Principal component-based signal-to-variation ratio (pcSVR) between different sex or age groups calculated by gene expression (GE) (A) and alternative splicing (AS) (B). The yellow triangles show the significant sex-pcSVR calculated between females and males, while black triangles show the significant age-pcSVR calculated between young (i.e., 20–40 years old) and old (i.e.,>60 years old) using the empirical p-value cutoff 0.1. Insignificant data points are labeled in gray. (C) The age effect on transcriptome variation as calculated by GE vs. AS. The X-axis of the scatter plot shows the log2 transformed age-pcSVR between young and old calculated by GE, while the Y-axis shows the values calculated by AS. Blue dots indicate the tissues with significant pcSVR specific in AS, while green dots indicate the tissues with significant pcSVR specific in GE. Tissue names in each class are labeled under the scatter plot. (D) The sex effect on transcriptome variation as calculated by GE vs. AS. The analyses and labels are similar to panel C except the sex-pcSVR is used in all calculations. Scatter plots of the age effect between females vs. males calculated by GE (E) and AS (F). The X-axis shows log2 transformed age-pcSVR calculated in females, while the Y-axis shows the age effect calculated in males. Dashed lines showed equal age-pcSVR in females and males. Dark red and blue dots indicate the tissues with female- and male-specific age effects.

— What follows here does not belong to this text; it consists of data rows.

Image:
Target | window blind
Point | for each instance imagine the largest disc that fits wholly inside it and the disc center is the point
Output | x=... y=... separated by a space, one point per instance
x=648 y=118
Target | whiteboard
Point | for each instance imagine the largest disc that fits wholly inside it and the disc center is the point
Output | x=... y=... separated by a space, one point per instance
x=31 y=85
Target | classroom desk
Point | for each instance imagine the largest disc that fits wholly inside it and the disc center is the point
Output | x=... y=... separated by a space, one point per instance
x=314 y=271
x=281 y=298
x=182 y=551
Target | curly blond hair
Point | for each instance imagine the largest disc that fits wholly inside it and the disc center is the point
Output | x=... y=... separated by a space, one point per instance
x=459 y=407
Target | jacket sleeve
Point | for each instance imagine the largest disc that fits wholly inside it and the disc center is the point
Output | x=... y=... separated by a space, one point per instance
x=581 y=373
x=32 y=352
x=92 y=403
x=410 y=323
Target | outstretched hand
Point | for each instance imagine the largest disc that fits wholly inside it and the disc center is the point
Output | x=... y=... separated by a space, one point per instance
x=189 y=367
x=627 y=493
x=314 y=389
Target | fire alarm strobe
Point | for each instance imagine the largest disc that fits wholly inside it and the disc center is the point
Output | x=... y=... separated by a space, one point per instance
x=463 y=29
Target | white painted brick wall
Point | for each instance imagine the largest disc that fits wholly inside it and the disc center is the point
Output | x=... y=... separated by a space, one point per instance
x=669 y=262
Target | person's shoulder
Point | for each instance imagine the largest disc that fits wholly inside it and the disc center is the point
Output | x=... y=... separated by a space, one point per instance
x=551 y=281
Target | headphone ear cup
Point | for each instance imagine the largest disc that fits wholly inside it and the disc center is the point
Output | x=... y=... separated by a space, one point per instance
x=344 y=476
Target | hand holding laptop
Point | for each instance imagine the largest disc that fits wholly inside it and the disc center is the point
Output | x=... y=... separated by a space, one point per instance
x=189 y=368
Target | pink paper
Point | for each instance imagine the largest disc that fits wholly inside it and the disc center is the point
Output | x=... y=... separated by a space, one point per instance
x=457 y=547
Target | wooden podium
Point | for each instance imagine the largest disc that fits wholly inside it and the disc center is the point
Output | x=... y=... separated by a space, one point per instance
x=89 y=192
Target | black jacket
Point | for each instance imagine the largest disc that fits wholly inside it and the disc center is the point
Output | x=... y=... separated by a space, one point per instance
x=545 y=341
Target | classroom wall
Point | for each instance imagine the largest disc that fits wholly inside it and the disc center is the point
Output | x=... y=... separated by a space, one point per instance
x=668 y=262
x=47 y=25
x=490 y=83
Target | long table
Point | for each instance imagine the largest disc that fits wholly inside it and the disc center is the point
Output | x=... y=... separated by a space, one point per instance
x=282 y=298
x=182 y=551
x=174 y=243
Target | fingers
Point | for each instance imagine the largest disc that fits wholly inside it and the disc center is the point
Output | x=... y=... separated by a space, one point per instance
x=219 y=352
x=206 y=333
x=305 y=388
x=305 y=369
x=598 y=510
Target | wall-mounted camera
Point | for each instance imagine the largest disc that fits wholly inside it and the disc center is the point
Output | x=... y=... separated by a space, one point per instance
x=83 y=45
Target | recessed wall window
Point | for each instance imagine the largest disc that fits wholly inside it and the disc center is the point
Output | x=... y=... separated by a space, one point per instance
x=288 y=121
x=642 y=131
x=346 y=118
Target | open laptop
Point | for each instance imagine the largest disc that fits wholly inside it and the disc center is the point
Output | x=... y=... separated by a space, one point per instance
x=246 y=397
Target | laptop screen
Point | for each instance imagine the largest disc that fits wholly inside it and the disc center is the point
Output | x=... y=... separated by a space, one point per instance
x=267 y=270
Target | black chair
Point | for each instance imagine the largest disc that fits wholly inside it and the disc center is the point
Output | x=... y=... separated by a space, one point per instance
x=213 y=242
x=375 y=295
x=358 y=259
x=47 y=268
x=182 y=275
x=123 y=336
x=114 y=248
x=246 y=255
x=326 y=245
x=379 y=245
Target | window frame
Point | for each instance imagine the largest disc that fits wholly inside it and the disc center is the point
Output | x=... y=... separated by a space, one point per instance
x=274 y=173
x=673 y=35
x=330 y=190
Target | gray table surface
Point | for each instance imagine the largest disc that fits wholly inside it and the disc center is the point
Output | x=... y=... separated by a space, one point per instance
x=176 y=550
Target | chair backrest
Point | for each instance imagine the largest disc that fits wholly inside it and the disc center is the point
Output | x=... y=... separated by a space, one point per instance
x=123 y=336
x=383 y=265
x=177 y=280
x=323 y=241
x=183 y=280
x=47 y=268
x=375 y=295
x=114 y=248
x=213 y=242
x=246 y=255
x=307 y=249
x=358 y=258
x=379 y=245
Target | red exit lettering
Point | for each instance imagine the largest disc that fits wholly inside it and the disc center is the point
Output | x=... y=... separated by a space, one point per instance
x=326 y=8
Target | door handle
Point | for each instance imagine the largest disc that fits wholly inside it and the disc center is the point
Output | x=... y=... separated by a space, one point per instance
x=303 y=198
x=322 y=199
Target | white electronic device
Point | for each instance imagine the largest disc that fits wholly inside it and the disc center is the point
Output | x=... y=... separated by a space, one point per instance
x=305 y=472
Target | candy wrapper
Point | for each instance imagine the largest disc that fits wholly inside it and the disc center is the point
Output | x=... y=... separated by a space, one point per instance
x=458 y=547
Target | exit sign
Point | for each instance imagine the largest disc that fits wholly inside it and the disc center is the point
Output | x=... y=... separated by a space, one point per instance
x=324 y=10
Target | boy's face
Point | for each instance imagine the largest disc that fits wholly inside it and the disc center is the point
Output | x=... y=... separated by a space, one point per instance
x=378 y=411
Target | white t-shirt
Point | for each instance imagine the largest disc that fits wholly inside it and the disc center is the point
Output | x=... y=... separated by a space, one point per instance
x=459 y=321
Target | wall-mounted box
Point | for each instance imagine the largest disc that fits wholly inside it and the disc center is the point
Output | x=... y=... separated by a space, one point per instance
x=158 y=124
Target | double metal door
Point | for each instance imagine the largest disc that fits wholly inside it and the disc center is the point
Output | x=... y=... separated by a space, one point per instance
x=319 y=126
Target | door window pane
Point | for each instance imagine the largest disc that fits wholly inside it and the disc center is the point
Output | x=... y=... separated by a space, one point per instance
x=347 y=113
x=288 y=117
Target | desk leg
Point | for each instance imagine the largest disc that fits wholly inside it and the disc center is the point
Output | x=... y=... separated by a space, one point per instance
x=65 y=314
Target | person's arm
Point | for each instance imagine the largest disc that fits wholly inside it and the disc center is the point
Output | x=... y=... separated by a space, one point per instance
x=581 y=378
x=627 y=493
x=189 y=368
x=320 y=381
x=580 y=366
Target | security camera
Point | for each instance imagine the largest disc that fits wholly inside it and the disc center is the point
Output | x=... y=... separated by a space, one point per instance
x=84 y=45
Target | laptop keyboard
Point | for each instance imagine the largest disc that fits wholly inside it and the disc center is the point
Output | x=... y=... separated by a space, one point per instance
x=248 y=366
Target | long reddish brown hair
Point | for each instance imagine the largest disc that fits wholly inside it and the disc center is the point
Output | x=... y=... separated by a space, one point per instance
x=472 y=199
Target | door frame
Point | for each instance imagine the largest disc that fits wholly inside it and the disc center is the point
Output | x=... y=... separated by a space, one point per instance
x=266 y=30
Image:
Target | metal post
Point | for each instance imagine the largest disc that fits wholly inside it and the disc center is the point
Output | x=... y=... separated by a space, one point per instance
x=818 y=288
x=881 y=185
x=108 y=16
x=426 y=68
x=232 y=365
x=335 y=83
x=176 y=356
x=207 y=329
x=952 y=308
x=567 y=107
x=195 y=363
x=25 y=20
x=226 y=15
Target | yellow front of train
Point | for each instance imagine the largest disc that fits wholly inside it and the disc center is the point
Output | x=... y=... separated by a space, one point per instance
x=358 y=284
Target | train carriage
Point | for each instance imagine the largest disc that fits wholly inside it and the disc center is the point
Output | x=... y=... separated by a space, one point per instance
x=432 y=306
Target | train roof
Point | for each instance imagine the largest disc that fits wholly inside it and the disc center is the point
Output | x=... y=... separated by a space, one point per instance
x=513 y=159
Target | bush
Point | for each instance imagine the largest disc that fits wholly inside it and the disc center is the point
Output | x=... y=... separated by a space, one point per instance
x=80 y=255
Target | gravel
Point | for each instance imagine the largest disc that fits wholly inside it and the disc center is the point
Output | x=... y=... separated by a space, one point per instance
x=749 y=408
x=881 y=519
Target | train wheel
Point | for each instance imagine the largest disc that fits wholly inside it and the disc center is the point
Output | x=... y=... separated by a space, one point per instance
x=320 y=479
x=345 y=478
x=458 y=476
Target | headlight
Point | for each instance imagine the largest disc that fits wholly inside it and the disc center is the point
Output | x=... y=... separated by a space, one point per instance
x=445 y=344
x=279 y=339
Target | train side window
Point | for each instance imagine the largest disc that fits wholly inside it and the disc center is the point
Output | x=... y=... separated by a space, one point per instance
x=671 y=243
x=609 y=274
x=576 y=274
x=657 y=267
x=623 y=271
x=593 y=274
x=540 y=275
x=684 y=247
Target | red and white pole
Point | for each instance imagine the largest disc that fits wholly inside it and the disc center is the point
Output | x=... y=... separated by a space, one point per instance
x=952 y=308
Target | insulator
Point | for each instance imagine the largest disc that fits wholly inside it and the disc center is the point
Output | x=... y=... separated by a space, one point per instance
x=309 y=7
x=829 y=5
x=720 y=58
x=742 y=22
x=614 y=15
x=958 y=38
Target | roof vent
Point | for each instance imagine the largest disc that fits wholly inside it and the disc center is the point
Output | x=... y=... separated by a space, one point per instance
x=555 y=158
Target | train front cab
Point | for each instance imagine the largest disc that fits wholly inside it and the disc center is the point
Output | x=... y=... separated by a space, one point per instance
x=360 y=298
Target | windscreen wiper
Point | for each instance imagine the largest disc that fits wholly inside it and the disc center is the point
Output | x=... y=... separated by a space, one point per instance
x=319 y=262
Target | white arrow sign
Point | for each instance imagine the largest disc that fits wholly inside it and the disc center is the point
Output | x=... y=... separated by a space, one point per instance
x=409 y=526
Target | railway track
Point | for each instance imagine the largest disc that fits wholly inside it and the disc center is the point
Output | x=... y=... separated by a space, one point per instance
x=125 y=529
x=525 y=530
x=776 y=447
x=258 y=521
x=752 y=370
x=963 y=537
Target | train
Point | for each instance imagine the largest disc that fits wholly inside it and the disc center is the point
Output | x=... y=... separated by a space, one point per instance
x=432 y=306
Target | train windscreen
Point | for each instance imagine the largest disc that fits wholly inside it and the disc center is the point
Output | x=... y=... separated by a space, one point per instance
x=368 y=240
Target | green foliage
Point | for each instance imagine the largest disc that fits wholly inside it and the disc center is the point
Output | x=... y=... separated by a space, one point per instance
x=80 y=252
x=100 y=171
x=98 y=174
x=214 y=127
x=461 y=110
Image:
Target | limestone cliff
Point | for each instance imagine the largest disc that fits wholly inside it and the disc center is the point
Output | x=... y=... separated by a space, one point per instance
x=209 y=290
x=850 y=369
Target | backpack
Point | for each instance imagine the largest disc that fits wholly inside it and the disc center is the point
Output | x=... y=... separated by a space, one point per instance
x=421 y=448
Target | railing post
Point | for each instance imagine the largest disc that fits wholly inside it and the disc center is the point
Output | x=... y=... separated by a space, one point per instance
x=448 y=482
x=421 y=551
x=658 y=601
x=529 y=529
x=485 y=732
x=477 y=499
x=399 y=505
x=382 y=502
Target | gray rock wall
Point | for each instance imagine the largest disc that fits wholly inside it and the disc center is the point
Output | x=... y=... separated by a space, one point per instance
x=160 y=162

Figure 2—figure supplement 1
Principal component-based signal-to-variation ratio (pcSVR) calculation and robustness.

(A) Schematic diagram of pcSVR calculation. pcSVR higher than 1 indicates that the differences between groups are higher than the noise within groups (left). pcSVR no more than 1 indicates that the differences between groups are smaller than the noise within groups (right). Two spheres represent two groups (females vs. males or young vs. old). Only three dimensions are shown. pcSVR between different sex or age groups calculated by gene expression (GE) (B) and alternative splicing (AS) (C) without genes and AS events on sex chromosomes. The yellow triangles show significant pcSVR calculated between females and males, while the black triangles show significant pcSVR calculated between young (i.e., 20–40 years old) and old (i.e., >60 years old) groups using permutation p-value <0.1. Insignificant values are labeled in gray. Bar plot of the age- and sex-pcSVR values (D) and corresponding empirical p-values (E) calculated using different numbers of PCs capturing 50–90% of the variance. The dashed lines indicate the thresholds for significant sex/age effects judged by the pcSVR analysis, and the mean and s.d. (standard deviation) are plotted here. s. D. are plotted here. (F) Correlations of pcSVRs calculated by the bootstrap and sub-sampling approaches as shown in scatter plots of sex-pcSVR and age-pcSVR values. The X-axis shows the results from the bootstrap approach, while the Y-axis shows the results from permutation analysis using 50% sub-sampling. Each point indicates a tissue. (G) Correlations of empirical p-values calculated by the bootstrap and sub-sampling approaches as shown in scatter plots of −log10 transformed empirical p-values. The label of the X- and Y-axis is similar to panel F. The dots at the right margin indicate the empirical p-values equal to 0, with infinite −log10 transformed values.

Figure 3 with 4 supplements
Sex-stratified age-associated genes and alternative splicing (AS) events across tissues.

The numbers of age-associated genes (A, left) and AS events (B, left) in each sex. The red bars indicate the numbers of age-associated genes or AS events in females, while blue bars indicate those in males. The numbers of age-associated genes and AS events common in both sexes are shown in bars with relatively lighter colors. The significance of the overlapped age-associated genes (A, right) or AS events (B, right) between sexes is estimated using the hypergeometric test. Tissues with significant overlapped p-values are labeled by dark red dots. (C) Correlation between the age effects on genes (green) or AS events (blue) in females vs. males. The Y-axis represents the correlations of the effect sizes of age (βF, βM) between two sexes across all genes/AS events (Spearman’s correlation). Gray lines link a pair of tissue in gene expression (GE) and AS, and the median ±1.5xIQR are plotted in box plot. The p-values are estimated using the Wilcoxon signed-rank test.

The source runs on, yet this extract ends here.